The Tennessee Star obtained a letter Monday sent by the U.S. Bureau of Prisons to attorneys representing Steve Bannon in which the federal agency acknowledged it is holding the former Trump White House chief strategist in violation of the First Step Act of 2018, as Bannon accrued 10 days of good time credit toward an early release.
The letter says, in part:
To date, Mr. Bannon has earned 10 First Step Act (“FSA”) time credits. These credits would typically be applied toward early transfer to supervision pursuant to 18 U.S.C. Section 3624 (g) (3). However, Mr. Bannon does not have a term of supervision following his term of imprisonment. Thus, his 10 FSA time credits can only be applied toward prerelease custody placement in a Residential Reentry Center or on home confinement.
According to attorney R. Trent McCotter, who represents Bannon: “Those credits mean that Mr. Bannon could have been released to home confinement two days ago on Oct. 19, 2024 (i.e., 10 days before the end of his sentence)—yet the BOP declined to do so, citing its view that there is ‘insufficient time’ remaining on Mr. Bannon’s sentence ‘to process’ the referral to home confinement.”
Bannon’s attorneys filed the letter as part of an effort to secure an earlier release, but it was sent to them by the acting warden at the Federal Correctional Institute in Danbury, Connecticut, where Bannon is serving a four-month sentence. He was convicted in 2022 of refusing to comply with a congressional subpoena from the House select committee that was investigating the Capitol riot on Jan. 6, 2021.
Acting Warden Darek Puzio wrote, “Mr. Bannon has earned 10 First Step Act (‘FSA’) time credits,” which the warden additionally acknowledged “would typically be applied toward early transfer to supervision,” but noted that Bannon was not sentenced to any form of supervised release.
According to Puzio, this means Bannon can use his credits, which the Bureau of Prisons typically calls good time credits, only to secure a transfer to home confinement for the remainder of his sentence.
However, the federal official claimed there is insufficient time left in Bannon’s sentence to arrange this and that the Bureau of Prisons division responsible for such arrangements “will not accept placements under 30 days.”
While confirming that Federal Correctional Institute Danbury and the Bureau of Prisons are willfully ignoring the good time credit accrued by Bannon, the warden nonetheless acknowledged that the former Trump adviser “will be released on his full-term release date of Oct. 29, 2024.”

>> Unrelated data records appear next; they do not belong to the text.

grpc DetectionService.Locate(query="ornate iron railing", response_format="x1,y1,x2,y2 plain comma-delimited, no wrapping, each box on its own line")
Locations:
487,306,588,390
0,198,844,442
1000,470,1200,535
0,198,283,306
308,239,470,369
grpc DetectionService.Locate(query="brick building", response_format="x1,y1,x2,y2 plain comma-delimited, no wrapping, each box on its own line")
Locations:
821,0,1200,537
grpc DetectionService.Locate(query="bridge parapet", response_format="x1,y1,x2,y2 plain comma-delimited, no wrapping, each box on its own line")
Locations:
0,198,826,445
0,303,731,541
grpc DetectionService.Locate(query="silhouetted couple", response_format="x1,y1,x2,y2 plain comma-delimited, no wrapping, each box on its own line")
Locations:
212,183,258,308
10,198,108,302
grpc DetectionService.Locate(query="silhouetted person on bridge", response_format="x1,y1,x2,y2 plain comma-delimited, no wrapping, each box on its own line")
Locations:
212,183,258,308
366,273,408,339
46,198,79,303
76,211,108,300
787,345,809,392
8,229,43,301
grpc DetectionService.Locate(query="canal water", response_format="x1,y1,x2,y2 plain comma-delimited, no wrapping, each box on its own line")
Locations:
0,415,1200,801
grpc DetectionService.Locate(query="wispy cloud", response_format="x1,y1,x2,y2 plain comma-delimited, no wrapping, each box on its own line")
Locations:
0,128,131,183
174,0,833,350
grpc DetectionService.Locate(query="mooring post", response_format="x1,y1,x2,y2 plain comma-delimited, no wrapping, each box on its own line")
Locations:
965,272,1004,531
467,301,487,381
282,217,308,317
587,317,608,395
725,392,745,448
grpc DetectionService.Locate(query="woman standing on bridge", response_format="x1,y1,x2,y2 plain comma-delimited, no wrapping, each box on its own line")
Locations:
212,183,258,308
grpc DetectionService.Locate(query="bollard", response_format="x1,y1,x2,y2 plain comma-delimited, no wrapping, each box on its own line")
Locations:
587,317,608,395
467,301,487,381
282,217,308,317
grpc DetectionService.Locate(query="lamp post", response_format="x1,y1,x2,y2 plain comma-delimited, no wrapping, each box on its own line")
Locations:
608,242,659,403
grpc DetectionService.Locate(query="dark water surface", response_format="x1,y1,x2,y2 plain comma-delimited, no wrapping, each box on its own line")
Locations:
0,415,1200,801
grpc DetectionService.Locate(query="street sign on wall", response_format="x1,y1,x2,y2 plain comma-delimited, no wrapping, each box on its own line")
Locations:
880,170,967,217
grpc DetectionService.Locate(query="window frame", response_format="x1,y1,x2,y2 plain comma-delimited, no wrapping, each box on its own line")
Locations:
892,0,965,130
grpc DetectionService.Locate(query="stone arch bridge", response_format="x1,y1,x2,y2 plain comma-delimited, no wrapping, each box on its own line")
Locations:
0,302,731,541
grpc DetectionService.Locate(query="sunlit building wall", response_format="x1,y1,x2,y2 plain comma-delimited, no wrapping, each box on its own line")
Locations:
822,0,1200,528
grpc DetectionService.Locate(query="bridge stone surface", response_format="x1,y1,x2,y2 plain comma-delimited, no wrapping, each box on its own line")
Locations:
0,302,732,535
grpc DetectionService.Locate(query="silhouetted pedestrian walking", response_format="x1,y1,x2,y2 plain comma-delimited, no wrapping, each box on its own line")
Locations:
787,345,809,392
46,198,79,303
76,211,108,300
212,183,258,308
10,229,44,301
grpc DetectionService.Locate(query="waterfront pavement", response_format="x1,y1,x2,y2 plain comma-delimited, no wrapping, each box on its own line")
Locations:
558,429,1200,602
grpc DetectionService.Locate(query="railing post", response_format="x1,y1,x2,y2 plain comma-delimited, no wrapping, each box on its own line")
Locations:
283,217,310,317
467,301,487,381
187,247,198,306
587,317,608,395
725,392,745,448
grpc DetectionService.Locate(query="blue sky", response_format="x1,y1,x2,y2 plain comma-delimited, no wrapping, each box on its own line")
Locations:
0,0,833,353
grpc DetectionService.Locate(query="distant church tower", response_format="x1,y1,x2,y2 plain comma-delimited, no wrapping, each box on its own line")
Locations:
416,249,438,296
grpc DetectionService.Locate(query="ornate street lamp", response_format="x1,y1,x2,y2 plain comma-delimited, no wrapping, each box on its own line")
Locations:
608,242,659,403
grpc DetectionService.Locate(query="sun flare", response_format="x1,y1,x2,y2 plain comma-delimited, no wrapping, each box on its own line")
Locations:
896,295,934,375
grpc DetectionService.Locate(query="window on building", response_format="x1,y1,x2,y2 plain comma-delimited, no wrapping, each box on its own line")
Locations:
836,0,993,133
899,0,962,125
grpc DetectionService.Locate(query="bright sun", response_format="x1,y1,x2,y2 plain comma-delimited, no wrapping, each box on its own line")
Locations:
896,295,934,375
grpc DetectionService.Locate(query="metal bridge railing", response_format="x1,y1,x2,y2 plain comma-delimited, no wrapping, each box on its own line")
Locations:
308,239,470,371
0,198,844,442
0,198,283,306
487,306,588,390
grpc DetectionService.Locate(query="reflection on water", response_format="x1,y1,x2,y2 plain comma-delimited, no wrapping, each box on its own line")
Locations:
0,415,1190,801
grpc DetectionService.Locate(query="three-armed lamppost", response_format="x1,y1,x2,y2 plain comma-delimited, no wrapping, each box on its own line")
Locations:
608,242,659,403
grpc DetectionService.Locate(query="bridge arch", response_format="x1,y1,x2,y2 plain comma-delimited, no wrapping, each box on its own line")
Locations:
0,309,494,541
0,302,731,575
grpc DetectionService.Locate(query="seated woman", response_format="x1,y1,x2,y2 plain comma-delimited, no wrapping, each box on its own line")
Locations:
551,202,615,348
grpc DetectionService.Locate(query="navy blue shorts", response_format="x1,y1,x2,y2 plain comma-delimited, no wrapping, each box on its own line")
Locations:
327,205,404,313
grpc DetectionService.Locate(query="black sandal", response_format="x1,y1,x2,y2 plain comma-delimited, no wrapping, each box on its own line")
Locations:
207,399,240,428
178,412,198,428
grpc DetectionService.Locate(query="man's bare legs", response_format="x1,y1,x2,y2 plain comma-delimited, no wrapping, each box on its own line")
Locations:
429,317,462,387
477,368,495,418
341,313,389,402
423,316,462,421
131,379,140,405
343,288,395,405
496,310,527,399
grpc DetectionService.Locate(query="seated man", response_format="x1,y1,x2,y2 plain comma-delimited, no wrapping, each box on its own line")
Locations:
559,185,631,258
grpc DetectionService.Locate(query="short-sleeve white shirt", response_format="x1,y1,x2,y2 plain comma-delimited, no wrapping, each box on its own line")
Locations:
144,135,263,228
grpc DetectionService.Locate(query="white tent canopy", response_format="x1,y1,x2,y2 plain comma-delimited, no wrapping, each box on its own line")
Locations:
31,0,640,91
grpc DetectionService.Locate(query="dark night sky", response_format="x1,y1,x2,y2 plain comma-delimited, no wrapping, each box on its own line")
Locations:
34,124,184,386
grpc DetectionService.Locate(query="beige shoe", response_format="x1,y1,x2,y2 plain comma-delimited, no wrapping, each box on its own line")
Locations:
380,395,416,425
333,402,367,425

In a legal filing containing the letter, Bannon’s attorneys argued that Puzio’s admission means the court should order Bannon “released immediately.”
This acknowledgment by Puzio and the Bureau of Prisons follows last week’s statement by Bannon that the Biden-Harris administration’s Justice Department was illegally holding him through its abandonment of the landmark civil justice reform signed into law by then-President Donald Trump.
“The Harris Bureau of Prisons is illegally holding me past my legal release date—trying to eliminate one of President Donald Trump’s strongest advocates—these criminals reek of desperation,” Bannon said in a written statement last week to The National Pulse.
[The Bureau of Prisons is part of the Justice Department.]
While Bureau of Prisons officials told The Tennessee Star on Monday that all prisoners are evaluated under the First Step Act, the Biden-Harris administration issued guidance earlier this month, when Forbes reported that its implementation of the civil justice reform “has been plagued with computer problems to calculate the credits, inconsistent interpretation of the First Step Act, and poor communication to the line staff at prisons who are tasked with implementing the programs.”
Bannon argued that the Biden-Harris administration’s failure to implement Trump’s criminal justice reform will cost Vice President Kamala Harris among black and Hispanic voters on Election Day.
“Harris will lose this election on her inability to get black and Hispanic men to vote for her,” said Bannon, after declaring that Harris “has done nothing to implement President Donald Trump’s heroic First Step Act, in fact welcoming hundreds of thousands of hardened illegal migrant criminals while allowing U.S. citizens eligible for early release to rot in prison.”